L'oignon se meurt. Dans un extrême accès de naïveté, il cherche à implorer la pitié de
l'humain et fait tout pour le faire pleurer. Les larmes commencent à couler de ses yeux
insensibles, mais cela ne change rien dans son cœur de pierre. L’homme continue à
l’émincer comme un fou. Il pleure et coupe. Ces larmes aident l'oignon à se dire que, malgré
tout, l'humain regrette. Il meurt aussi naïf qu'il a vécu.

Le supplice de la tomate
Cela se produit tous les ans. Exactement le même jour. Ce mercredi-là, les tomates meurent
devant la foule amusée. Ce n’est qu’un jeu pour les humains, rien de plus. Ils arrachent,
l’une après l’autre, les tomates charnues de l’arbuste qui leur a donné la vie. Une main se
tend vers une tomate, l’attrape fermement, la soupèse et la presse légèrement. Puis, la
main se tend vers l’arrière, s’arrête une fraction de seconde et, telle une fronde, lance la
tomate le plus loin possible. Plus le vol est long, plus l’impact est fort. Cela peut durer une
seconde comme plusieurs.
La mort survient sur le coup. Avant, la tomate ne sent que la poussée de l’air et une peur
atroce de ce qui va arriver. C’est une mort sanglante, bien que la douleur ne dure qu’un
court instant. Si la tomate atterrit sur une façade, c’est pire. Ses entrailles s’écoulent alors
tout le long du mur. Après coup, on ne distingue même plus le jus sanglant de la peau
ferme.

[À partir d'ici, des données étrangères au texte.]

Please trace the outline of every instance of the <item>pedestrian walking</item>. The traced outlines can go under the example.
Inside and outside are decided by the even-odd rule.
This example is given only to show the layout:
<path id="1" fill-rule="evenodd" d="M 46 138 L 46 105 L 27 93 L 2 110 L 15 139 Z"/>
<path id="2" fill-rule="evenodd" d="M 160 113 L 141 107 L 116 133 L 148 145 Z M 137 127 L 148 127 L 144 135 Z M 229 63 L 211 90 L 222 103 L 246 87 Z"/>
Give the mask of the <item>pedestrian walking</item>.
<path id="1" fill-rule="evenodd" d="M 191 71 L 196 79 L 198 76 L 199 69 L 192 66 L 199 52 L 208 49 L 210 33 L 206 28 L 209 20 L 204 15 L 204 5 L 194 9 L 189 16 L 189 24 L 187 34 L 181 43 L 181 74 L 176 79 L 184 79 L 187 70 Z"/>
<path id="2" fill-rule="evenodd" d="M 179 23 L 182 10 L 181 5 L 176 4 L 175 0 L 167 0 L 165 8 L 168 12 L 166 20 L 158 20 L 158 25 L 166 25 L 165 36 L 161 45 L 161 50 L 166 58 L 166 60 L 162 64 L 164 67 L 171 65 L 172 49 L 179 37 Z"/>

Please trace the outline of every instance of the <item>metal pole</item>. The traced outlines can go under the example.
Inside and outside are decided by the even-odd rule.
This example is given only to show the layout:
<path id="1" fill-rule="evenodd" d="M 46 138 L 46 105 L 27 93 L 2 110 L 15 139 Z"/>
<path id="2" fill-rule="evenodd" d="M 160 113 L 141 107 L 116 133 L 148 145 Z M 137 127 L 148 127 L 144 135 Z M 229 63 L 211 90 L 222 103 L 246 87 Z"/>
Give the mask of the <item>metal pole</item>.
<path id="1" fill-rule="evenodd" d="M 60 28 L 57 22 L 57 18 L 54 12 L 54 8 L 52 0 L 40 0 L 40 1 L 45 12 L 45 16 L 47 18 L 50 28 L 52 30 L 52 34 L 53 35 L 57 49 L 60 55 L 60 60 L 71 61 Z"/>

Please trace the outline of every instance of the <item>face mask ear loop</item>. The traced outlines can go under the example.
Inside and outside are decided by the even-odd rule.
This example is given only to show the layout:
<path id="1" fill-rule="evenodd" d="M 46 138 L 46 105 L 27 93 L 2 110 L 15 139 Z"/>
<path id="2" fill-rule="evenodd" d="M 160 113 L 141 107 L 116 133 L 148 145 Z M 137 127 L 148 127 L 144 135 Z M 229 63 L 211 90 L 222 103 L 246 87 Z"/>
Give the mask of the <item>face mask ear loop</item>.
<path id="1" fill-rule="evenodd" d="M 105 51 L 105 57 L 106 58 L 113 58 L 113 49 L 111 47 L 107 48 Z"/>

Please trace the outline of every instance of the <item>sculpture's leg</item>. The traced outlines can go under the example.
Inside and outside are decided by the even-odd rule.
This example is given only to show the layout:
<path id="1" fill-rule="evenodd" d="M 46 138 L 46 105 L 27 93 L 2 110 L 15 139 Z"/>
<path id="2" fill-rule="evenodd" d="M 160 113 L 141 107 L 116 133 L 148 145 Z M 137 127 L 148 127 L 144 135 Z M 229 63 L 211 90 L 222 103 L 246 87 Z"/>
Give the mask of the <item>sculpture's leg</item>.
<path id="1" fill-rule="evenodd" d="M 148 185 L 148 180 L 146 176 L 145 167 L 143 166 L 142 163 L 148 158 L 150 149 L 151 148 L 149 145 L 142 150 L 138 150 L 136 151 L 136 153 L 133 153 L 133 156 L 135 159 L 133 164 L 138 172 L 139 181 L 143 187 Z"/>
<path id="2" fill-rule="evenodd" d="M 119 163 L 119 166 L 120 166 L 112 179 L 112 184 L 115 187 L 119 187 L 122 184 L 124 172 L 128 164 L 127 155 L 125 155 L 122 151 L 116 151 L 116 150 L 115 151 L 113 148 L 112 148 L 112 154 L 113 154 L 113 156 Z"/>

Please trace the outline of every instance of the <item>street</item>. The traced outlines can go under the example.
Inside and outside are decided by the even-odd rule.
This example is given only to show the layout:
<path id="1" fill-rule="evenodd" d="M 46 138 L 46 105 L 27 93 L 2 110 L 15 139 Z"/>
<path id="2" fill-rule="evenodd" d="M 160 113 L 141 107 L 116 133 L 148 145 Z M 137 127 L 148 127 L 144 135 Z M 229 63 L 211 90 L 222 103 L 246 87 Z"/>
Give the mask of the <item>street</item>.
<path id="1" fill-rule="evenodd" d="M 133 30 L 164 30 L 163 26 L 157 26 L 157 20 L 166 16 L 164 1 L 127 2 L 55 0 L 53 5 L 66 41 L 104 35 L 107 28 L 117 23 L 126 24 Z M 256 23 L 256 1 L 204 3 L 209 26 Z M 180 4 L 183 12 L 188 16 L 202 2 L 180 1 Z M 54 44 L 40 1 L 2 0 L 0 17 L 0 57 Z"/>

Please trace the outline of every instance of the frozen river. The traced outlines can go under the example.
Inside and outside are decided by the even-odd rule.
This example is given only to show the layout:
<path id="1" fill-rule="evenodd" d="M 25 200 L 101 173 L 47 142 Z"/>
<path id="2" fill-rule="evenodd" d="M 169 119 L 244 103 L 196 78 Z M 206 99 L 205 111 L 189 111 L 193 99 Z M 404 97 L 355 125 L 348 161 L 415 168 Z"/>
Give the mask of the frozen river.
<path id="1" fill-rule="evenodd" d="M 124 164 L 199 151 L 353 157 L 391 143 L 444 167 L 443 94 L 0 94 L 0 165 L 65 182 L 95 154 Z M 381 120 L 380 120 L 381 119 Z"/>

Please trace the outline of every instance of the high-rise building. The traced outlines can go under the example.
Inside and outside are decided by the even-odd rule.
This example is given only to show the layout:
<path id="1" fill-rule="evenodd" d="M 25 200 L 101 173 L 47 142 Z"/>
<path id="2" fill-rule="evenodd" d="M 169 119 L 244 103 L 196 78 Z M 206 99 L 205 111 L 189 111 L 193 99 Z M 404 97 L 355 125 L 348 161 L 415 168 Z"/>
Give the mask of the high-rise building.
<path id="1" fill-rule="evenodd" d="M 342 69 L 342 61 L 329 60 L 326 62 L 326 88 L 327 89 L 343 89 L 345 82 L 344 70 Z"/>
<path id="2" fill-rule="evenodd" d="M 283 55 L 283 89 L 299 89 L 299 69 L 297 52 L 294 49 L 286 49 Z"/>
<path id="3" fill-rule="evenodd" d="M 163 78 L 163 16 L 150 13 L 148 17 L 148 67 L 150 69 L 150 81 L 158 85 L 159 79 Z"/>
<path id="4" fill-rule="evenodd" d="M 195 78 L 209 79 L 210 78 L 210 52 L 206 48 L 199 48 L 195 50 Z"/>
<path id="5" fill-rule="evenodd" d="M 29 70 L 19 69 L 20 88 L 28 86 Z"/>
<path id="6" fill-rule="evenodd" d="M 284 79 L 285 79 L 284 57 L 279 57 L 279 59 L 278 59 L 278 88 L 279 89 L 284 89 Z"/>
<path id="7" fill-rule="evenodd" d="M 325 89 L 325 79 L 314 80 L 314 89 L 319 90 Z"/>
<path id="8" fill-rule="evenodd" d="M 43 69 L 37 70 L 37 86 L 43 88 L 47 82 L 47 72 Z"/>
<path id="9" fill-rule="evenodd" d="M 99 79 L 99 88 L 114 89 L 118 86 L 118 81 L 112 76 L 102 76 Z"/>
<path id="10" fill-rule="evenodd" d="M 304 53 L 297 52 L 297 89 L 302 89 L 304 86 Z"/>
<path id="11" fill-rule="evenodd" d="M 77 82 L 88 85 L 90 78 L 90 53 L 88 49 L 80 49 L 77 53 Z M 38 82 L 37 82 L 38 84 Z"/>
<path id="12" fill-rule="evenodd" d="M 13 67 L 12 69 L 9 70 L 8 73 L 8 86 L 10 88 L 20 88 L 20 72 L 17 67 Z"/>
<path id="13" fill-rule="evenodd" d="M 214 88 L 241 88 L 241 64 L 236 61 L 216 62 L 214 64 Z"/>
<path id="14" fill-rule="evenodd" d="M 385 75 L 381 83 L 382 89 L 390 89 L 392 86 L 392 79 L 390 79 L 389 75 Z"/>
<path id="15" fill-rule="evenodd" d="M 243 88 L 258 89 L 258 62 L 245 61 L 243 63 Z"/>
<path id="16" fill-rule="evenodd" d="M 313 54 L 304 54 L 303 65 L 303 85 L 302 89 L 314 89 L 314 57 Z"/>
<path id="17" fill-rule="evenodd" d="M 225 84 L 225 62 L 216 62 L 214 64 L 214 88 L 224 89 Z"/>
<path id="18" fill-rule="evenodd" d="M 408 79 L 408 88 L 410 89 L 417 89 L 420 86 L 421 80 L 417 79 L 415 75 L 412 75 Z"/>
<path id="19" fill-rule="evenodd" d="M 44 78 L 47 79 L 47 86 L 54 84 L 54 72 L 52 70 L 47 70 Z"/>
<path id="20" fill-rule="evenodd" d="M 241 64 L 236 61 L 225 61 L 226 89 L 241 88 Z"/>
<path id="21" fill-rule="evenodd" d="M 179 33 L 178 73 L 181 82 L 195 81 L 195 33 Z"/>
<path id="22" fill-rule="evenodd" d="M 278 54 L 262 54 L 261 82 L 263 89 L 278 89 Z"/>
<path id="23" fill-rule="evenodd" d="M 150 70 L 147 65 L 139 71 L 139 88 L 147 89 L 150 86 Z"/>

Par contre, si elle tombe par terre, ce n’est pas mieux. Elle vit quelques minutes
encore, jusqu’à ce qu’une lourde chaussure aplatisse son corps endolori. Après une heure
de ce violent massacre, les criminels sont rouges de la tête aux pieds. Ils rient et lèchent la
chair en décomposition des tomates sur leurs mains. La terre boit leur sang rouge et juteux.